Так я впервые попал в Киев, где меня поразила солнечная атмосфера города и его жителей, так сильно отличающаяся от мрачной и тревожной атмосферы Москвы. Задание сопровождать меня во время моего визита в город получили писатели Иван Драч и Виталий Коротич, которые показали мне все, что было возможно на протяжении двух (или трех) дней, включая посещение кафедрального собора в момент службы, которую проводил митрополит; меня особенно впечатлил после окончания службы проход по церкви митрополита, благословлявшего два крыла мирян, среди которых была пара молодоженов, а прямо возле меня стоял молодой солдат-призывник. Это действо так глубоко меня поразило потому, что демонстрировало аутентичную религиозную веру, проявляемую публично всеми мирянами, среди которых была и молодежь, в контексте всеобщего праздника: снова у меня появилось ощущение, что я не был в Советском Союзе, настолько большой и в этом вопросе была культурная разница между Киевом и Москвой. Даже мой телохранитель Георгий в Киеве растаял и признался мне в тайном аспекте своей жизни: проезжая на служебной машине по Крещатику, он толкнул меня локтем, когда мы миновали один дом, и, понизив голос (чтобы не слышал шофер), указал мне на окно квартиры, в которой родился. Потом вечером он пригласил меня в дом к своей сестре, где — среди своих родственников евреев — познакомил меня с супругами-художниками: у жены художника, польской пани, на щедром декольте был большой латинский крест; вот так — в Киеве русифицированный и бюрократизированный украинский еврей обрел немного спонтанности своей родной земли.

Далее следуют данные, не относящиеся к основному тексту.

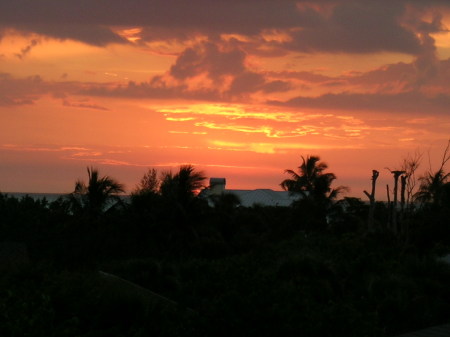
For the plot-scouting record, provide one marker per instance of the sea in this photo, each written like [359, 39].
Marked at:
[50, 197]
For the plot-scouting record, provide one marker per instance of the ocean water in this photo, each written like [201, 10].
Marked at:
[50, 197]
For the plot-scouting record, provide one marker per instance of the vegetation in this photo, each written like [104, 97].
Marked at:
[168, 263]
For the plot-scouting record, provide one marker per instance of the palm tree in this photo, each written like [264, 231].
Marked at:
[311, 182]
[97, 194]
[183, 185]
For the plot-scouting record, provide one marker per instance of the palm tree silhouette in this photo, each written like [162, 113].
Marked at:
[96, 195]
[311, 182]
[314, 187]
[183, 185]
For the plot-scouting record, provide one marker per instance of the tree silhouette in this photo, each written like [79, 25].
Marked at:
[434, 186]
[311, 181]
[314, 187]
[149, 183]
[183, 185]
[94, 197]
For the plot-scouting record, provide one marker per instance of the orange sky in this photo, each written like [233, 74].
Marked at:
[239, 89]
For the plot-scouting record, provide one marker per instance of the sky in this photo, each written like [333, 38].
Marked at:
[239, 89]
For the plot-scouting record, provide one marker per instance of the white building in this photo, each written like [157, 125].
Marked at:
[250, 198]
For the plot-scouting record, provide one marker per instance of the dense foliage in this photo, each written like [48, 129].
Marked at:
[168, 263]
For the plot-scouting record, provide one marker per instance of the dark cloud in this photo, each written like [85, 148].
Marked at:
[358, 27]
[348, 26]
[408, 103]
[84, 104]
[207, 58]
[24, 51]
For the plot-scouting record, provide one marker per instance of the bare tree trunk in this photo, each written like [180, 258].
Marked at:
[403, 180]
[389, 206]
[371, 197]
[394, 206]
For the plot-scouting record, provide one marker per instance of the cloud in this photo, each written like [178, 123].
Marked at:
[346, 26]
[208, 58]
[411, 102]
[24, 51]
[20, 91]
[83, 104]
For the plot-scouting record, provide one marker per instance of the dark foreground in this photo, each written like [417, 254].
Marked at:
[159, 268]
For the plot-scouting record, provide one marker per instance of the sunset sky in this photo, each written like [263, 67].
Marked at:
[240, 89]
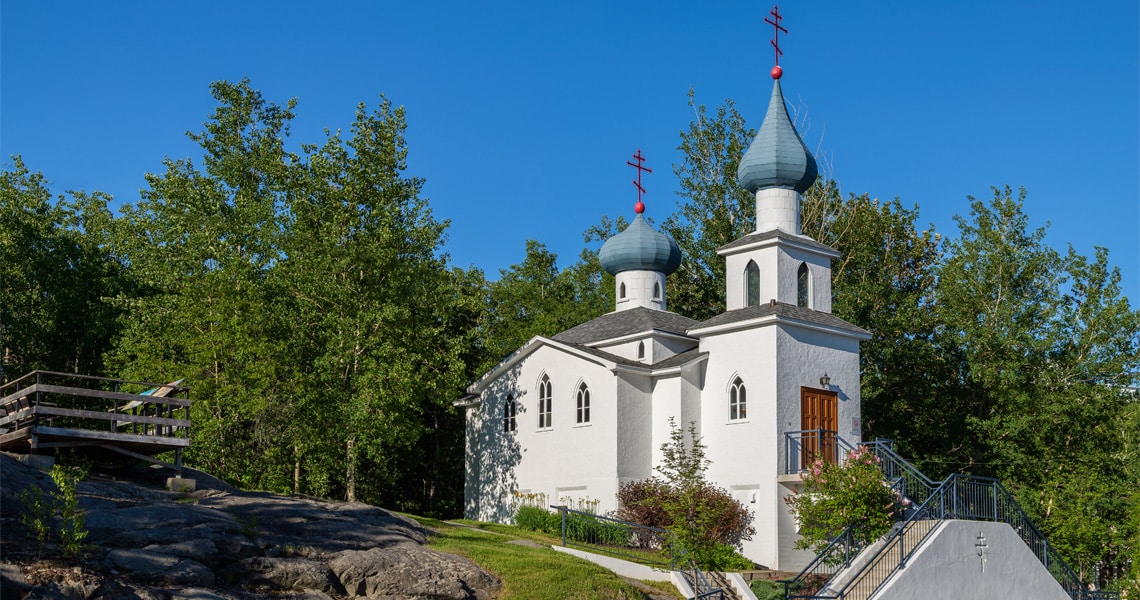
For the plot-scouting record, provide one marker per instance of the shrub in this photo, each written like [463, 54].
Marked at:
[531, 518]
[837, 496]
[700, 516]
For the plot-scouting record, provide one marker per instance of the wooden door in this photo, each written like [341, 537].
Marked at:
[820, 414]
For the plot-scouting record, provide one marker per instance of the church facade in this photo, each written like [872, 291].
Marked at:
[577, 414]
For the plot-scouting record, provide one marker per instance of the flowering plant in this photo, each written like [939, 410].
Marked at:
[851, 494]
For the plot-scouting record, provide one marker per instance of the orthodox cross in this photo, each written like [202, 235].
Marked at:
[775, 39]
[980, 545]
[640, 207]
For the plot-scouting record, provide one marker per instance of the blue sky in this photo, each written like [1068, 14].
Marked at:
[521, 115]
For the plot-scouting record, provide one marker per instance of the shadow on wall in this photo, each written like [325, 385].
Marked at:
[495, 451]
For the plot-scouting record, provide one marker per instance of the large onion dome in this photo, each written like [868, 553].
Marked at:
[778, 156]
[640, 248]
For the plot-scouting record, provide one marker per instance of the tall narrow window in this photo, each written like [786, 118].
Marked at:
[545, 411]
[738, 400]
[804, 286]
[509, 411]
[751, 284]
[583, 397]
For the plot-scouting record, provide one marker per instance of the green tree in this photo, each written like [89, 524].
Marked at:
[56, 270]
[1048, 346]
[715, 211]
[536, 298]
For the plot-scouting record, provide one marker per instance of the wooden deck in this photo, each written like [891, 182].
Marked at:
[46, 411]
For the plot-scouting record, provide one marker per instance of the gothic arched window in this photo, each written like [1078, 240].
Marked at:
[583, 400]
[509, 411]
[545, 411]
[804, 286]
[751, 284]
[738, 400]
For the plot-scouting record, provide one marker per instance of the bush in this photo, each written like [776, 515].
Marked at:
[838, 496]
[724, 558]
[531, 518]
[700, 516]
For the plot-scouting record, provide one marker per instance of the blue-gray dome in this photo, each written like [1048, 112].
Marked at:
[640, 248]
[778, 156]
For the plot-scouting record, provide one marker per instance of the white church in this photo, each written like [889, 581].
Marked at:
[587, 410]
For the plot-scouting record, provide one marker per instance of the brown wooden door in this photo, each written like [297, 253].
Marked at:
[819, 412]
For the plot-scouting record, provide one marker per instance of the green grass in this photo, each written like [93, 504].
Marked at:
[531, 573]
[765, 590]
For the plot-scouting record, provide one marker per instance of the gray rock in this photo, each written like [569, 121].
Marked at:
[200, 549]
[298, 574]
[412, 572]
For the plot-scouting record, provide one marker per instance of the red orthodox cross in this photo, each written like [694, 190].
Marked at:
[775, 40]
[640, 207]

После этого моего визита в Киев были и другие: в сентябре 1983 года я участвовал в Международном конгрессе славистов, в августе 1990-го — в I Международном конгрессе украинистов, в сентябре 1994-го — в I Итало-украинском конгрессе, организованном благодаря сотрудничеству между Фондом Чини и Академией наук Украины, после которого в последующие годы уже в Италии имели место другие итальянско-украинские инициативы. Каждое из этих мероприятий, как и каждое мое возвращение на украинскую землю, подтверждало мне то первое мое впечатление существенного отличия Украины — в культуре, темпераменте, стиле жизни — от России и россиян, а вместе с тем, — особую открытость к ценностям Запада и созвучность, — которую я хотел бы назвать созвучностью характеров — с моей итальянской идентичностью. Но прежде всего углубленное изучение украинской истории, развивавшееся от одной встречи или конференции до другой, дало мне возможность открыть суть вашего очень точного определения Украины как «малой Европы», или, как я это называю для себя, «панъевропейского синтеза»: речь идет о социокультурной реальности между Востоком и Западом Европы, которая воспринимает и объединяет в себе их ценности в синтез чрезвычайной онтологической важности и большой перспективы на будущее.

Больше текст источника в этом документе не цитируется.